The Angel of Paradise Ranch

The U-2 Aquatone

Now the reason the enlightened prince and the wise general conquer the enemy whenever they move and their achievements surpass those of ordinary men is foreknowledge.

Sun Tzu. ca. 400 B.C.

With the end of World War II, the shaky alliance between the Soviet Union and the Western powers unraveled before the reality of Stalinism. Events during 1948 and 1949, such as the Berlin Blockade and the testing of the first Soviet A-bomb, underlined the need for information on the Soviet Union. The CIA and the British Secret Intelligence Service attempted to parachute agents into the Soviet Union between 1949 and 1953. The West also attempted to support resistance groups in the Ukraine, the Baltic States, Albania, and Poland. The efforts ended in failure. The agents were captured as soon as they landed, while the resistance groups were ruthlessly hunted down.[23]

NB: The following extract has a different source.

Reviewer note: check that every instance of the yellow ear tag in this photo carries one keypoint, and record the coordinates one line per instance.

The intelligence would have to be gathered from the air.

COLD WAR OVERFLIGHTS

With the start of the Cold War, overflights of the Soviet Union began. In the late-1940s, the British used de Havilland Mosquito PR.34s to photograph northern ports such as Murmansk and Archangel. The armor was removed to raise the maximum altitude to 43,000 feet, above that of Soviet propeller fighters. The Mosquito overflights continued into 1949, until the introduction of the MiG 15 jet fighter made them too dangerous.[24]

With the start of the Korean War in June 1950, overflights began in earnest. In the fall of 1950, President Harry S Truman authorized a program to cover Soviet ports, islands, and coastal areas.[25] Initially, two different aircraft were used — the RB-36D Peacemaker and the RB-45C Tornado. The RB-36s were stripped of unnecessary equipment, including all the guns except the twin 20mm cannons in the tail turret. These featherweight RB-36s could reach altitudes of 58,000 feet, which gave them virtual immunity from Soviet MiG 15s.

The RB-45s were light jet reconnaissance bombers, which relied on speed and the brief duration of the overflight, rather than altitude, to escape detection. (Its performance was less than that of the MiG 15.) In 1952 and 1954, RB-45Cs were painted in RAF markings and made overflights of the western Soviet Union.[26] U.S. Air Force RB-45Cs, based in Japan, also overflew the Pacific coast of the Soviet Union.[27]

In 1953, overflight missions were taken over by RB-47 Stratojets, medium jet bombers with much better speed than the RB-36s or 45s. Their most spectacular mission was a mass overflight of Vladivostok at high noon by the entire RB-47 force. Each target was photographed by two or three aircraft. Only two planes saw MiGs, but no interceptions were made.[28]

These overflights were brief. The planes crossed the border, covered their targets, and were back across before Soviet air defenses could react. If the Soviets protested, the incident could be described as an 'off-course training flight.' These flights could not cover the Soviet interior, where the bulk of Soviet industrial and military facilities were located. In the Ural Mountains whole cities had been built that no Westerner had ever seen. Filling the blank spots would take a Dark Eagle.